Paris (awp/afp) - Budgétaires ou monétaires, les injections massives de liquidités pour extraire l'économie de la crise sanitaire ne devraient pas permettre de relancer l'inflation faute de demande suffisamment soutenue, constatent des économistes interrogés par l'AFP.

Une hausse des prix modérée, autour de 2% par an, est pourtant souhaitée par les banques centrales et permettrait de réduire le fardeau de la dette des Etats, qui a explosé pour faire face aux conséquences économiques du nouveau coronavirus.

La stabilité générale des prix (+0,4% sur un an dans la zone euro en juillet) n'empêche certes pas des hausses ponctuelles sur certains produits.

"Il est tout à faire envisageable que certains secteurs puissent augmenter leurs prix parce qu'ils doivent de toute façon réduire la demande", estime Simon Junker, analyste de l'institut de recherches économiques allemand DIW, en prenant l'exemple des restaurants qui doivent réduire le nombre de tables pour préserver les distances physiques entre clients.

"On pourra observer des augmentations très ponctuelles sur certains segments, en particulier dans le secteur alimentaire", note aussi Jézabel Couppey-Soubeyran, économiste à l'université Panthéon-Sorbonne à Paris.

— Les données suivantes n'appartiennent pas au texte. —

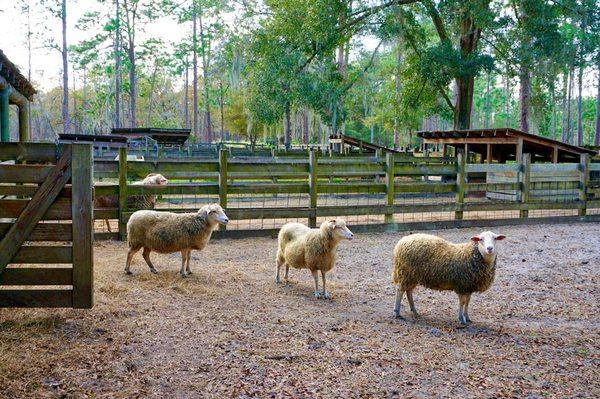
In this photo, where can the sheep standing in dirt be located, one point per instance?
(314, 249)
(167, 232)
(430, 261)
(134, 201)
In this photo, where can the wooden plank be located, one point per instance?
(35, 209)
(24, 173)
(37, 276)
(59, 210)
(36, 298)
(38, 152)
(122, 191)
(83, 230)
(313, 181)
(44, 231)
(525, 182)
(43, 254)
(461, 166)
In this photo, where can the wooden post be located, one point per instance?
(24, 122)
(389, 184)
(122, 192)
(312, 186)
(519, 151)
(223, 181)
(584, 177)
(82, 225)
(461, 171)
(525, 182)
(4, 116)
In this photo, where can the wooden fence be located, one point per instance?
(46, 219)
(395, 192)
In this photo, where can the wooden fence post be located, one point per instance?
(461, 180)
(584, 178)
(82, 225)
(525, 183)
(312, 186)
(223, 181)
(389, 184)
(122, 192)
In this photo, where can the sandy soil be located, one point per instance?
(229, 331)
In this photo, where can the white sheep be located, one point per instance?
(430, 261)
(304, 248)
(167, 232)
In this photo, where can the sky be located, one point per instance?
(47, 63)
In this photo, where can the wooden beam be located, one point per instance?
(35, 209)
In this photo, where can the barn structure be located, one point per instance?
(15, 89)
(505, 144)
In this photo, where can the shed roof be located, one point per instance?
(504, 143)
(161, 135)
(15, 78)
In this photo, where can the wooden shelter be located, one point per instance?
(505, 144)
(162, 136)
(17, 90)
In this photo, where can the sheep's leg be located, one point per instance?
(146, 255)
(461, 305)
(130, 254)
(316, 277)
(279, 264)
(468, 300)
(411, 303)
(325, 292)
(187, 262)
(399, 295)
(184, 255)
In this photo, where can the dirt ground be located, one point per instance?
(229, 331)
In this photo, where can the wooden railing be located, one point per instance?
(438, 186)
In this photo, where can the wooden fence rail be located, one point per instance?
(440, 185)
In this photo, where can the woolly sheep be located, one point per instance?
(167, 232)
(304, 248)
(134, 201)
(430, 261)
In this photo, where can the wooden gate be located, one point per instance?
(46, 239)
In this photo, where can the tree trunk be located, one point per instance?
(65, 106)
(524, 98)
(287, 128)
(579, 105)
(196, 118)
(205, 66)
(186, 95)
(597, 136)
(117, 116)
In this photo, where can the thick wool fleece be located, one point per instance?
(167, 232)
(430, 261)
(304, 248)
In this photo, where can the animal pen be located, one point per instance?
(374, 193)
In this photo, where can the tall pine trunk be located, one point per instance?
(65, 105)
(117, 116)
(205, 73)
(195, 70)
(524, 98)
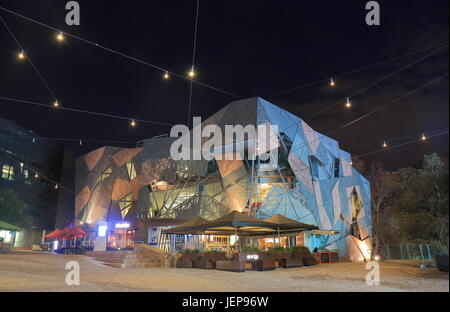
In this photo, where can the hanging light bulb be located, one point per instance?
(60, 37)
(332, 83)
(348, 104)
(21, 55)
(192, 72)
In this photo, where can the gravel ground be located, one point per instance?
(34, 271)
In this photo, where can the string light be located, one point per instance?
(348, 104)
(332, 83)
(60, 37)
(21, 55)
(192, 72)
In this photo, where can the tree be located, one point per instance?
(12, 208)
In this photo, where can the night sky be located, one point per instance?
(247, 48)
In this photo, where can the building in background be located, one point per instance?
(314, 182)
(24, 159)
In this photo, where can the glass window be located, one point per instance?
(131, 170)
(8, 172)
(26, 176)
(336, 168)
(104, 175)
(125, 204)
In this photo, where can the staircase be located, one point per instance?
(142, 256)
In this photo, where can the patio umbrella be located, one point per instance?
(187, 227)
(55, 234)
(72, 232)
(239, 223)
(285, 223)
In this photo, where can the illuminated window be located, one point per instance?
(336, 168)
(104, 175)
(8, 172)
(131, 170)
(86, 214)
(125, 204)
(26, 176)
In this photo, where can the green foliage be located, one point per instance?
(250, 249)
(12, 209)
(414, 204)
(212, 251)
(278, 249)
(298, 248)
(190, 251)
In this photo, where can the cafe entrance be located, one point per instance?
(121, 238)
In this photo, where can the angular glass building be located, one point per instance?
(313, 182)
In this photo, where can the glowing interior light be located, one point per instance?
(192, 72)
(348, 104)
(122, 225)
(102, 230)
(60, 37)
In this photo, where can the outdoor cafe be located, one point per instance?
(70, 240)
(244, 243)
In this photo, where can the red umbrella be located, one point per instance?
(55, 234)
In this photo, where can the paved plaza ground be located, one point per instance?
(35, 271)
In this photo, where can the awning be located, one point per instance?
(241, 224)
(290, 224)
(9, 227)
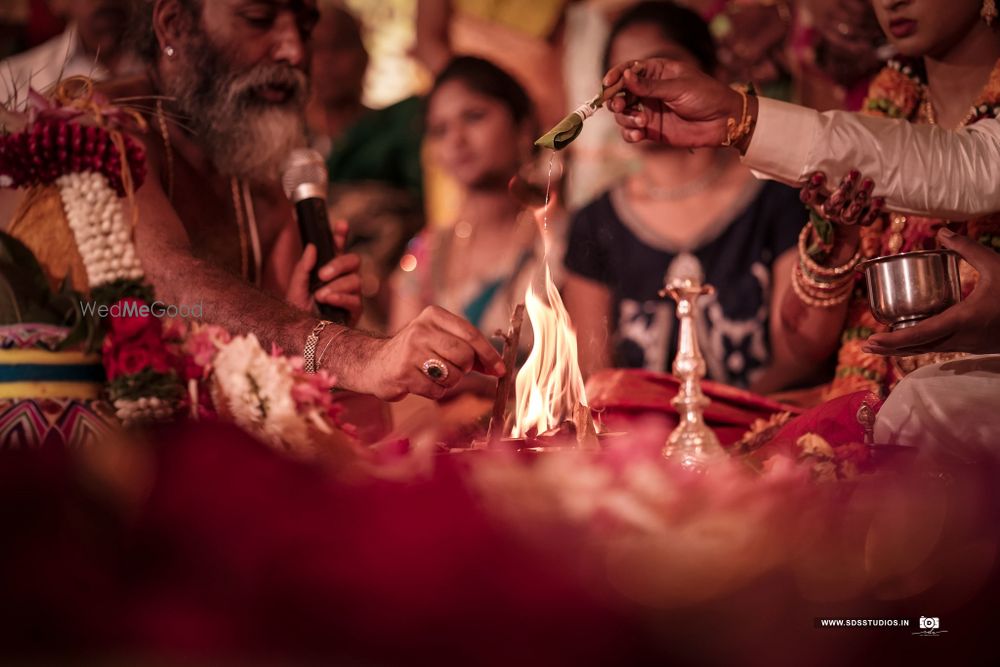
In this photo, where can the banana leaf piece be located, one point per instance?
(569, 128)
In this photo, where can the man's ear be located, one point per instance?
(171, 21)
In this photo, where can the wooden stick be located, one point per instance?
(511, 340)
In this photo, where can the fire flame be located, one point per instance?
(549, 386)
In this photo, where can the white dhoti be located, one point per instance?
(949, 410)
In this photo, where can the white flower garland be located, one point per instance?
(94, 212)
(104, 240)
(256, 387)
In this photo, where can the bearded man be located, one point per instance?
(229, 81)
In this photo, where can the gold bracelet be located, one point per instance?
(309, 351)
(823, 289)
(734, 132)
(817, 302)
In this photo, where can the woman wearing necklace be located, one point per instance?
(480, 127)
(683, 211)
(949, 75)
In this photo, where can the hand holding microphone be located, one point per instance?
(323, 275)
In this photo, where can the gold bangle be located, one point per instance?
(823, 289)
(735, 132)
(309, 351)
(817, 302)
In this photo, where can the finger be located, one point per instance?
(666, 87)
(339, 266)
(927, 333)
(454, 375)
(340, 231)
(630, 120)
(487, 359)
(349, 284)
(615, 74)
(421, 385)
(975, 253)
(633, 136)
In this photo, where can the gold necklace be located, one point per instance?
(239, 192)
(167, 149)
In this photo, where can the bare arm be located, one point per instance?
(682, 106)
(791, 142)
(433, 47)
(802, 337)
(589, 306)
(386, 367)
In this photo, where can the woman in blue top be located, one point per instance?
(479, 130)
(683, 212)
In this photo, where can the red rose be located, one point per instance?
(127, 322)
(132, 356)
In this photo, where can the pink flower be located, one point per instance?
(129, 323)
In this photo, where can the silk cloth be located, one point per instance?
(790, 142)
(949, 410)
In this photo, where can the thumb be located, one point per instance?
(666, 85)
(973, 252)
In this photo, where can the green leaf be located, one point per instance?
(564, 132)
(10, 309)
(23, 273)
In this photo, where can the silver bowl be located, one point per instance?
(907, 288)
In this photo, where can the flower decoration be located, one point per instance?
(75, 142)
(271, 396)
(894, 92)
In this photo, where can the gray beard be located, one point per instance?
(243, 135)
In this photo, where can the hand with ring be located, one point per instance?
(430, 355)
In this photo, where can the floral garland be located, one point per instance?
(156, 368)
(898, 92)
(76, 142)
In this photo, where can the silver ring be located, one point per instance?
(436, 370)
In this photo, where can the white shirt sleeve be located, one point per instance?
(917, 168)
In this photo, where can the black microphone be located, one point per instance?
(304, 179)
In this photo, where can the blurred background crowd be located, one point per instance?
(427, 109)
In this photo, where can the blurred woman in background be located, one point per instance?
(680, 213)
(480, 128)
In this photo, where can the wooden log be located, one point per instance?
(511, 339)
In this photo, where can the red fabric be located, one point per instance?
(628, 394)
(836, 421)
(237, 551)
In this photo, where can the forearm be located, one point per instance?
(433, 47)
(916, 168)
(180, 278)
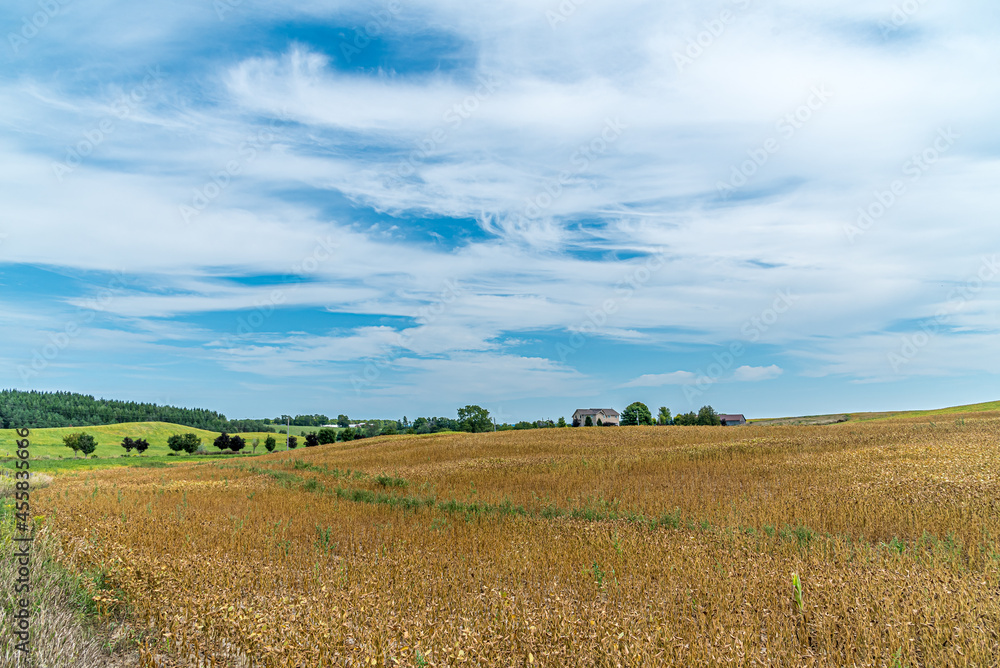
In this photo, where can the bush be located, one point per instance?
(222, 441)
(637, 413)
(87, 444)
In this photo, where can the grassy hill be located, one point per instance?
(49, 443)
(989, 406)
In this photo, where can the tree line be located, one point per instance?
(637, 413)
(39, 410)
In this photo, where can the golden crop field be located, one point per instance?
(869, 544)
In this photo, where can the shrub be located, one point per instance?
(222, 441)
(87, 444)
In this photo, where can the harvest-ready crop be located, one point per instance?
(869, 544)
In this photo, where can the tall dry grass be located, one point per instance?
(658, 546)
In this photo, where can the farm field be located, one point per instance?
(49, 443)
(868, 544)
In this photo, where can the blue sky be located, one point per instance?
(388, 208)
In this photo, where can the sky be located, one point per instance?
(399, 208)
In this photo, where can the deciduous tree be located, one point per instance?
(637, 413)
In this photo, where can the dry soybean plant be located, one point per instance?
(854, 544)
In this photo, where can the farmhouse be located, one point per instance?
(605, 415)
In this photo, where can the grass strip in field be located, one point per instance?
(944, 550)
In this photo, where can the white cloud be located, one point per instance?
(661, 379)
(757, 373)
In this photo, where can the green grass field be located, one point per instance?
(48, 443)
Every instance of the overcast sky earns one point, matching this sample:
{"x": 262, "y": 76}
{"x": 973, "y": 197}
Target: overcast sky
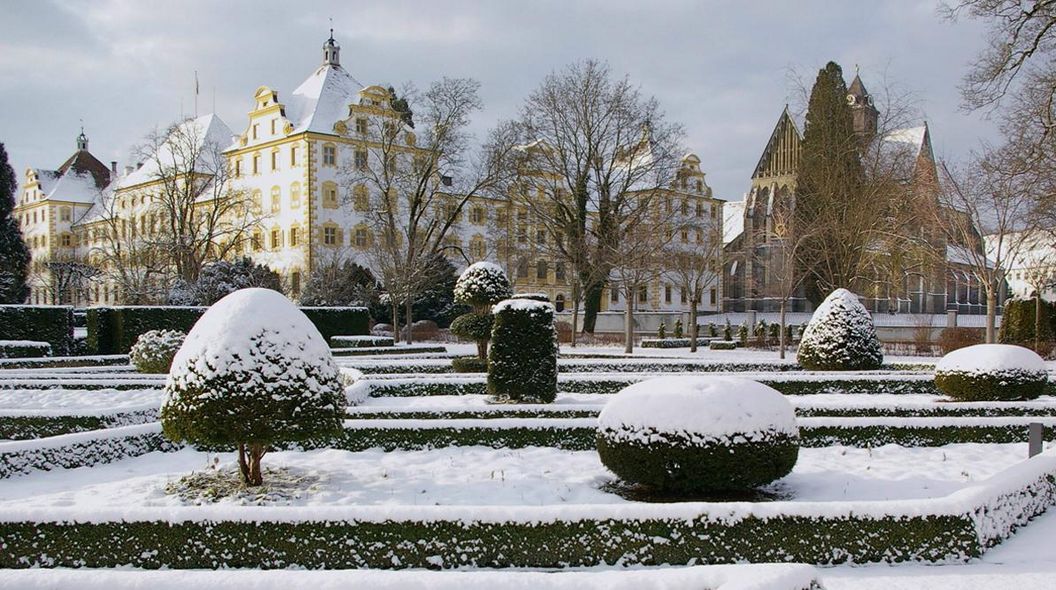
{"x": 719, "y": 68}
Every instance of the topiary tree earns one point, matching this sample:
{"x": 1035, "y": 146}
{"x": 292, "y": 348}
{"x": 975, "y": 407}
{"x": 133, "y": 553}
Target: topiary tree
{"x": 154, "y": 349}
{"x": 481, "y": 285}
{"x": 523, "y": 360}
{"x": 841, "y": 337}
{"x": 252, "y": 372}
{"x": 689, "y": 435}
{"x": 992, "y": 373}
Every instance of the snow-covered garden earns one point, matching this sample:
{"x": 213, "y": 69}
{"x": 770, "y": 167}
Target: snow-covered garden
{"x": 247, "y": 443}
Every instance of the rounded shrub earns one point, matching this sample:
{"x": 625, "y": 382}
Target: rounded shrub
{"x": 841, "y": 337}
{"x": 523, "y": 360}
{"x": 252, "y": 372}
{"x": 469, "y": 364}
{"x": 483, "y": 284}
{"x": 687, "y": 435}
{"x": 992, "y": 373}
{"x": 154, "y": 349}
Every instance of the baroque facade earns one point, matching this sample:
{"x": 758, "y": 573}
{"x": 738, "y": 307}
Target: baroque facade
{"x": 291, "y": 168}
{"x": 756, "y": 236}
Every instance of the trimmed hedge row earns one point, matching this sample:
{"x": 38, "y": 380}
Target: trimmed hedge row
{"x": 444, "y": 544}
{"x": 115, "y": 329}
{"x": 410, "y": 387}
{"x": 27, "y": 427}
{"x": 48, "y": 323}
{"x": 23, "y": 349}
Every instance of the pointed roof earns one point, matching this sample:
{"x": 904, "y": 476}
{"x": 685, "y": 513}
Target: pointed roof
{"x": 207, "y": 129}
{"x": 775, "y": 138}
{"x": 322, "y": 99}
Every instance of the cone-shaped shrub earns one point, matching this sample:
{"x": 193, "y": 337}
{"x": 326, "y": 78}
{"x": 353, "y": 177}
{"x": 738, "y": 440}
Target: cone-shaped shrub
{"x": 841, "y": 337}
{"x": 523, "y": 360}
{"x": 253, "y": 370}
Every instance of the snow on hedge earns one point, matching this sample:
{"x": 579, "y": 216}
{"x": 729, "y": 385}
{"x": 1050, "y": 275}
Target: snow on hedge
{"x": 483, "y": 283}
{"x": 841, "y": 336}
{"x": 701, "y": 408}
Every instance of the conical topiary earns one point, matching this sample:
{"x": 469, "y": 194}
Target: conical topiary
{"x": 841, "y": 337}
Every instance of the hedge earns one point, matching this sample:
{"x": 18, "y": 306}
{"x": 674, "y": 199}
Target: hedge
{"x": 959, "y": 528}
{"x": 49, "y": 323}
{"x": 24, "y": 349}
{"x": 114, "y": 329}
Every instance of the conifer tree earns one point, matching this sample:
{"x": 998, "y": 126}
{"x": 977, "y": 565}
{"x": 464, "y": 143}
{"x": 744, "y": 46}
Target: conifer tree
{"x": 14, "y": 253}
{"x": 829, "y": 189}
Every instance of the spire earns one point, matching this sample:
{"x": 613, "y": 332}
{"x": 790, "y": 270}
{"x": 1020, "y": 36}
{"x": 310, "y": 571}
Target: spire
{"x": 332, "y": 51}
{"x": 82, "y": 139}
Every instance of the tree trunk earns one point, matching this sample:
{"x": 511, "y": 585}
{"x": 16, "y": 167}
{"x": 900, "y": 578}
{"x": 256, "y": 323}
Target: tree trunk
{"x": 409, "y": 319}
{"x": 628, "y": 324}
{"x": 1037, "y": 321}
{"x": 780, "y": 337}
{"x": 693, "y": 326}
{"x": 991, "y": 315}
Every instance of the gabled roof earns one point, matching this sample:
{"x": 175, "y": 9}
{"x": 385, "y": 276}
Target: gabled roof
{"x": 208, "y": 129}
{"x": 784, "y": 122}
{"x": 322, "y": 99}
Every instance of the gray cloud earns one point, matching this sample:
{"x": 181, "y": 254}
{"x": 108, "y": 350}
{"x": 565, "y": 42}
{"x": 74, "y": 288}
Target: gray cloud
{"x": 719, "y": 68}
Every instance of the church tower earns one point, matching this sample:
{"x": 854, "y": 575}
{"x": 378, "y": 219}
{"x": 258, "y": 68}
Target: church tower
{"x": 862, "y": 110}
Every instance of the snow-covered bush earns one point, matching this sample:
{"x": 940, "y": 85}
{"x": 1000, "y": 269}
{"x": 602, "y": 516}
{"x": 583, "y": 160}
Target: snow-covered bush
{"x": 992, "y": 372}
{"x": 483, "y": 284}
{"x": 252, "y": 372}
{"x": 523, "y": 360}
{"x": 154, "y": 349}
{"x": 698, "y": 434}
{"x": 841, "y": 337}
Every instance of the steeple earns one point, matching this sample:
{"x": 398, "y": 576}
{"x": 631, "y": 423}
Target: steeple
{"x": 82, "y": 139}
{"x": 332, "y": 52}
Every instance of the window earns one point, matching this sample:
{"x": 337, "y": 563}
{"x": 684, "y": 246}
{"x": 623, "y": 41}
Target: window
{"x": 361, "y": 200}
{"x": 541, "y": 270}
{"x": 276, "y": 200}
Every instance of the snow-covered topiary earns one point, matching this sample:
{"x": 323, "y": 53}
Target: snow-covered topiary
{"x": 252, "y": 370}
{"x": 992, "y": 372}
{"x": 841, "y": 337}
{"x": 523, "y": 360}
{"x": 483, "y": 284}
{"x": 698, "y": 434}
{"x": 154, "y": 349}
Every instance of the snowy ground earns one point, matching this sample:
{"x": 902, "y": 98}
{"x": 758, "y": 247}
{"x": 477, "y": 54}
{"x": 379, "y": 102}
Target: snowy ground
{"x": 533, "y": 476}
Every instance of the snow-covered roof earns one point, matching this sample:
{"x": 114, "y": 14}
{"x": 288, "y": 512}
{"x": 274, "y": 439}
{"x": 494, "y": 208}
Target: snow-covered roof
{"x": 322, "y": 99}
{"x": 209, "y": 129}
{"x": 733, "y": 221}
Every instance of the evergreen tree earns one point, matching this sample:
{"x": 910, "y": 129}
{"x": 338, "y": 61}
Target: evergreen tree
{"x": 829, "y": 189}
{"x": 14, "y": 253}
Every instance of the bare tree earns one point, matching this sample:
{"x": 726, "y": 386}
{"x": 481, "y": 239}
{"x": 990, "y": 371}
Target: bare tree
{"x": 591, "y": 145}
{"x": 995, "y": 196}
{"x": 200, "y": 215}
{"x": 412, "y": 185}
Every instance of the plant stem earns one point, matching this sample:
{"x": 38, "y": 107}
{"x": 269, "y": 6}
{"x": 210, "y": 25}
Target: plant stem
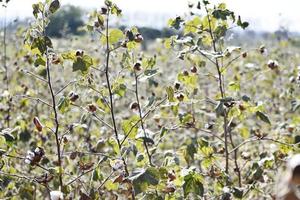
{"x": 110, "y": 91}
{"x": 141, "y": 117}
{"x": 222, "y": 92}
{"x": 7, "y": 118}
{"x": 53, "y": 106}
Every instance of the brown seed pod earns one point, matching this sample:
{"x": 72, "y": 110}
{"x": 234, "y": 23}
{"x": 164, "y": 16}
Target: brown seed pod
{"x": 137, "y": 66}
{"x": 169, "y": 189}
{"x": 124, "y": 44}
{"x": 194, "y": 69}
{"x": 38, "y": 124}
{"x": 92, "y": 108}
{"x": 56, "y": 60}
{"x": 180, "y": 97}
{"x": 242, "y": 107}
{"x": 73, "y": 96}
{"x": 185, "y": 73}
{"x": 177, "y": 85}
{"x": 171, "y": 176}
{"x": 262, "y": 49}
{"x": 103, "y": 10}
{"x": 134, "y": 106}
{"x": 85, "y": 166}
{"x": 73, "y": 155}
{"x": 272, "y": 64}
{"x": 97, "y": 24}
{"x": 138, "y": 38}
{"x": 244, "y": 54}
{"x": 79, "y": 53}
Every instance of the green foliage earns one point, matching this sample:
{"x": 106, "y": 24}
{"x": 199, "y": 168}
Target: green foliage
{"x": 67, "y": 20}
{"x": 134, "y": 124}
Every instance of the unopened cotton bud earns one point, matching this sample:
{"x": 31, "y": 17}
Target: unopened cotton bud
{"x": 56, "y": 195}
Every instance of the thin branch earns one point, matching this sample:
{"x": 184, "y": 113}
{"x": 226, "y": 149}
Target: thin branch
{"x": 62, "y": 89}
{"x": 34, "y": 98}
{"x": 53, "y": 105}
{"x": 142, "y": 122}
{"x": 33, "y": 75}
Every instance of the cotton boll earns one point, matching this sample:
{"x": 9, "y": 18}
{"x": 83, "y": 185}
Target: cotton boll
{"x": 56, "y": 195}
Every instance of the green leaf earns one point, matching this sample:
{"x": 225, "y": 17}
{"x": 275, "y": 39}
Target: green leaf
{"x": 128, "y": 124}
{"x": 170, "y": 94}
{"x": 193, "y": 184}
{"x": 114, "y": 36}
{"x": 63, "y": 104}
{"x": 220, "y": 109}
{"x": 192, "y": 25}
{"x": 54, "y": 6}
{"x": 175, "y": 23}
{"x": 238, "y": 192}
{"x": 82, "y": 64}
{"x": 40, "y": 61}
{"x": 243, "y": 25}
{"x": 143, "y": 178}
{"x": 262, "y": 116}
{"x": 222, "y": 14}
{"x": 41, "y": 43}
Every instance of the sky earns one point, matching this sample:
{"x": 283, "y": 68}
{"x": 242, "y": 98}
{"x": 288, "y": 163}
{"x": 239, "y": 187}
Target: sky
{"x": 263, "y": 15}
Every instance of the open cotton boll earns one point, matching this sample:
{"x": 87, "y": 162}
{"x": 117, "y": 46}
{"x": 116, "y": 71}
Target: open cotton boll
{"x": 56, "y": 195}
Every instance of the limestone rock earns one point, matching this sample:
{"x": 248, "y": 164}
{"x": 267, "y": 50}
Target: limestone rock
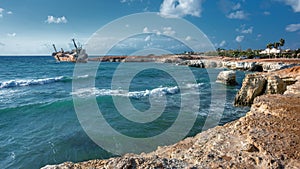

Mais elle ajoute que d'une manière générale "on est dans une situation plutôt déflationniste".

Même en Allemagne qui a abordé la crise avec le plein emploi et des finances publiques au beau fixe, "il n'y a pas eu d'inflation, en tout cas pas au sens classique d'une hausse des prix à la consommation", relève M. Junker. Et ce malgré une demande intérieure qui a pu être stabilisée grâce à une palette de mesures de soutien, dont la baisse temporaire de 3 points de TVA entre juillet et décembre.

Le comportement des consommateurs dépendra "en premier lieu de l'évolution de l'épidémie et de l'efficacité ainsi que de la disponibilité des vaccins. Plus la crise sanitaire est soudainement résolue, plus il y a de chance que l'inflation augmente", affirme Natacha Postel-Vinay, professeure d'histoire économique à la London School of Economics.

A l'inverse, avec "une épidémie qui ne devient sous contrôle que lentement, le risque inflationniste devient faible", d'autant que les ménages sont contraints dans leurs dépenses par un endettement élevé.

"Cet endettement des ménages est une raison importante de l'absence d'inflation dans les années 2010 malgré l'augmentation de l'activité des banques centrales et de la masse monétaire", rappelle cette économiste.

monnaie hélicoptère

Les mesures prises jusqu'ici ont surtout profité aux marchés et permis aux Etats de s'endetter dans des conditions favorables.

Depuis que le coronavirus a frappé, la Banque centrale européenne (BCE) s'est ainsi engagée à racheter jusqu'à 1350 milliards d'euros (1455 milliards de francs suisses) de dette déjà émise à travers un programme d'urgence.

"L'augmentation de la masse monétaire résultant de l'achat massif de différents types de dette par les banques centrales devrait augmenter le risque d'inflation", estime Mme Postel-Vinay.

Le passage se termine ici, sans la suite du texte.